Running about 450 pages, this book is best described as a balanced, succinct, and readable introduction to reading the Bible rooted in the broader historical-critical academic conversation, while also helping readers see the implications of that conversation for understanding what the Bible means.
In other words, what’s the payoff for everyday readers being down with modern biblical scholarship? The answer is a lot.
One can also describe the book as a wonderful resource for students asking what scholars are saying about any one of a number of issues pertaining to Old Testament scholarship.
Anyone abreast of the scholarly issues will read Knight and Levine’s assessment of, say, the exodus and the conquest, and see immediately that they are actually trying to help readers, not blast them. But by “helping” readers, they are not trying to defend the Bible–and equating helping and defending is a common mistake in the Evangelical mindset.
The alternative, likewise a caricature of Evangelicalism, is unbounded skepticism, but clearly our authors are not of that mold. Rather, they offer sober judgments and leave readers feeling like their Bible has been put in context, not deconstructed.
I can see that for conservative Evangelicals, the methodology and conclusions of the authors will pose obstacles, if not provide clear evidence of compromise with “unbelief,” but this book deserves much more serious attention.
If anything, I would hope that this book could provide a balance to the more apologetic treatments of Scripture that beset Evangelicalism, most recently Do Historical Matters Matter to Faith?: A Critical Appraisal of Modern and Postmodern Approaches to Scripture. I want to appeal especially to readers who might not be familiar with historical-critical scholarship, but who, after reading this book, might be tempted to conclude that non-Evangelical biblical scholarship is bankrupt, with little to offer the discerning faithful reader.
The Meaning of the Bible is divided into four parts and each of the fourteen chapters treats a particular theme. It is not immediately clear what function the four parts has, except perhaps to break up the content for readers.
The themes covered are:
The History of Ancient Israel (overview of the Old Testament and reconstructions of history)
The Literary Heritage of Israel (translation, literary conventions, authorship issues)
Land and Settlement (Israel’s environs, topography, settlement of the land)
Law and Justice (written and oral law, law in the ancient world)
The Divine (names of God, portraits of God, one God among many gods)
The Cultus (tabernacle, temple, priests, sacrifice)
Chaos and Creation (creation texts in ancient Near Eastern context)
Continuation and Contemplation (Israel’s search for a home and the birth of apocalyptic)
Self and Other (Israel’s identity vis-a-vis the surrounding peoples)

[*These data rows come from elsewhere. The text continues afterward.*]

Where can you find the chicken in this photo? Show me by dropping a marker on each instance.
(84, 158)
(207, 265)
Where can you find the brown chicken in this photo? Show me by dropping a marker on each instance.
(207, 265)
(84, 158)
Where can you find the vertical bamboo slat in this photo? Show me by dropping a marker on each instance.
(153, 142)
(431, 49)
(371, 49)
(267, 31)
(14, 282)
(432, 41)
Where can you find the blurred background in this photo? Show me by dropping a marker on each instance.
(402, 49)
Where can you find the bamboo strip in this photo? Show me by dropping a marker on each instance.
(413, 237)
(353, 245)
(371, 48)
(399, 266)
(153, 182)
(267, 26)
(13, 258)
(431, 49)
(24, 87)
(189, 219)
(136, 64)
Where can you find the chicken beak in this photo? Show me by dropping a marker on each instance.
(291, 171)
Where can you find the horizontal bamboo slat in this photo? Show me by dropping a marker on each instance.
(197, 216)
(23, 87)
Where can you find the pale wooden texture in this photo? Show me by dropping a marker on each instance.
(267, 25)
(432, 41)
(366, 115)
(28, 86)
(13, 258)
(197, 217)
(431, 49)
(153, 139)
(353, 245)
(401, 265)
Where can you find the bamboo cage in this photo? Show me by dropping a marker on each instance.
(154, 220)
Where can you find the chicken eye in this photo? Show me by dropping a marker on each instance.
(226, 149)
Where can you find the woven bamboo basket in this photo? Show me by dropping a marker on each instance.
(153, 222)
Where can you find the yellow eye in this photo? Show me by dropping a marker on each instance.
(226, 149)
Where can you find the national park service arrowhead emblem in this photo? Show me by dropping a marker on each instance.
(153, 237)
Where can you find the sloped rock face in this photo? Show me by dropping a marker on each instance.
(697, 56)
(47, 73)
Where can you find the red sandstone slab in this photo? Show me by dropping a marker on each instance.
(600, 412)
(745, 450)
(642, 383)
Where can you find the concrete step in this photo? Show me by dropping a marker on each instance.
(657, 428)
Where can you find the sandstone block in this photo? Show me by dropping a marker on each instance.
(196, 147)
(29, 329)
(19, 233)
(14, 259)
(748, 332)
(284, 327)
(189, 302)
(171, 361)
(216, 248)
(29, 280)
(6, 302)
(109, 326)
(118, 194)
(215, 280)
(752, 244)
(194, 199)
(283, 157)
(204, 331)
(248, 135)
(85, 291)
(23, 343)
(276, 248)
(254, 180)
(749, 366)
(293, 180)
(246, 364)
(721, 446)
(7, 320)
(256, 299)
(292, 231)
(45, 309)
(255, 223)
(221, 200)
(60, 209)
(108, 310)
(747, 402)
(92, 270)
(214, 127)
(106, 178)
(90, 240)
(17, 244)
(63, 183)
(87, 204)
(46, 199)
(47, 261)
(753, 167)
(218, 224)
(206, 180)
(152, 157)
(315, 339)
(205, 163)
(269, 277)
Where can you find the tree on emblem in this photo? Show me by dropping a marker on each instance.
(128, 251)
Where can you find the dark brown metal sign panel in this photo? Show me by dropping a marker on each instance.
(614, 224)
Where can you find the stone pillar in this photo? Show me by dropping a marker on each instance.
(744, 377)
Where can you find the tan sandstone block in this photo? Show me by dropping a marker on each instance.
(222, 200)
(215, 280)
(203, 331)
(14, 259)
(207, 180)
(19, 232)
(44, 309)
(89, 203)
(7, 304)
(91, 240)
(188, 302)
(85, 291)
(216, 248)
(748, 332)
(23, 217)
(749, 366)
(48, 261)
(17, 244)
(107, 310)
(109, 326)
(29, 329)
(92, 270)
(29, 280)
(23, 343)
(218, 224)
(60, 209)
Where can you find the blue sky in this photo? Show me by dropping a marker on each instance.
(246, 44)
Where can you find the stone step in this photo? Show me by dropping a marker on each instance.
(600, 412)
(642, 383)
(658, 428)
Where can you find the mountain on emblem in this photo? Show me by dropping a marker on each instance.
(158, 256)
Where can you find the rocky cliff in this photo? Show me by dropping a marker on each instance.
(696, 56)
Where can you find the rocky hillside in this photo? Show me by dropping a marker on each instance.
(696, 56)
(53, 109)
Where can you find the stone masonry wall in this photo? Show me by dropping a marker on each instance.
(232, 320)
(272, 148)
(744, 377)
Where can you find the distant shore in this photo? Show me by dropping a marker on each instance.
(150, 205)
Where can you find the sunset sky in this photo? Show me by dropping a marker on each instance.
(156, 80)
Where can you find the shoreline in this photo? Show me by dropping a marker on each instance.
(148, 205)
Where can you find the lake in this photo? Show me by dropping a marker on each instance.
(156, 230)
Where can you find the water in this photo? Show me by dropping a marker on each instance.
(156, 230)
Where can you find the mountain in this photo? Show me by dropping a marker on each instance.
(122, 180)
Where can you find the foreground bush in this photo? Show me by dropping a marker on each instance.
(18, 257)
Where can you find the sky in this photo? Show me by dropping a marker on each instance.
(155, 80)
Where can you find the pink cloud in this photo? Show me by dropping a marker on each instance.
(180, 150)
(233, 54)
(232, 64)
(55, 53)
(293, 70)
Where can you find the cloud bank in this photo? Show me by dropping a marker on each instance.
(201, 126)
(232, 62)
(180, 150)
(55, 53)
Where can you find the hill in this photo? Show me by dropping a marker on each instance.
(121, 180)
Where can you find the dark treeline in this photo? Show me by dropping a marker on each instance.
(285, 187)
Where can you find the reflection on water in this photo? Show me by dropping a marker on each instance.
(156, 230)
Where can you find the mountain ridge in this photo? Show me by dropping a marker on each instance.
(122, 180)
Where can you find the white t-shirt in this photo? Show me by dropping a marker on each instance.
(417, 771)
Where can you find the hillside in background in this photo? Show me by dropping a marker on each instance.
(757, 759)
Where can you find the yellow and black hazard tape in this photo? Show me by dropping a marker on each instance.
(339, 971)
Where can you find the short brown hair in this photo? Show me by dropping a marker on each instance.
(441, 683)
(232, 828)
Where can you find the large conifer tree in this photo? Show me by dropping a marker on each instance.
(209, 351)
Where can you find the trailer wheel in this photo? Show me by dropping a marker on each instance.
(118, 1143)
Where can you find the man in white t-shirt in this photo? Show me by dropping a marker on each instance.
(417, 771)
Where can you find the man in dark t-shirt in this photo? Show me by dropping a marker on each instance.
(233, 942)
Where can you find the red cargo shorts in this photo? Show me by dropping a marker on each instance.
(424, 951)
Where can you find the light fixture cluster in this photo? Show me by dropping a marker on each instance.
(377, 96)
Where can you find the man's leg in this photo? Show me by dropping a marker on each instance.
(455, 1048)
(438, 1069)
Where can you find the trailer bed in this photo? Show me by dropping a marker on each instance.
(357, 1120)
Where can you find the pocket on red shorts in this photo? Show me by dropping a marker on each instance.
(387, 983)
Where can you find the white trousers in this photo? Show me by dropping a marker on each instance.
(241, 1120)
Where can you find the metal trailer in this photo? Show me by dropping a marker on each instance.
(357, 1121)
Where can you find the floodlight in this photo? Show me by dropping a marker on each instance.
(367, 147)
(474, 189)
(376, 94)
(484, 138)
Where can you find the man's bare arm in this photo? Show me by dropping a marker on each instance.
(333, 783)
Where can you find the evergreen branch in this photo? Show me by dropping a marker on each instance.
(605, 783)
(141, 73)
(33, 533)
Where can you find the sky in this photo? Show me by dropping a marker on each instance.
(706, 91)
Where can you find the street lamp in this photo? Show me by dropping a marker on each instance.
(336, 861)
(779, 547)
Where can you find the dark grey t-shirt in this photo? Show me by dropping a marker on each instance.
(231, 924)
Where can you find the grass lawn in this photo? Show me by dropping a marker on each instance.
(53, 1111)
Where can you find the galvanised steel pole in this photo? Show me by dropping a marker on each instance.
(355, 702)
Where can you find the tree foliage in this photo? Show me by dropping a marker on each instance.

Sexuality (marriage, divorce, adultery, abortion, sexual abuse)
Politics and Economy (tribes, clans, households, cities, nation-states)
Diaspora (loss of the northern kingdom, exile of the southern, and their aftermath)
Critique and Reform (prophetic tradition and Israel’s historians as critics)
Wisdom and Theodicy (biblical and postbiblical wisdom traditions)
You can see a lot is packed in to these fourteen chapters.
Bottom line: If you read this book and grasp the issues, you will have a great working knowledge of reading the Old Testament in our modern world. If you are going to seminary, or just got out and didn’t pay attention, or if you’re just plain curious about the Old Testament, this is a book you will want to have.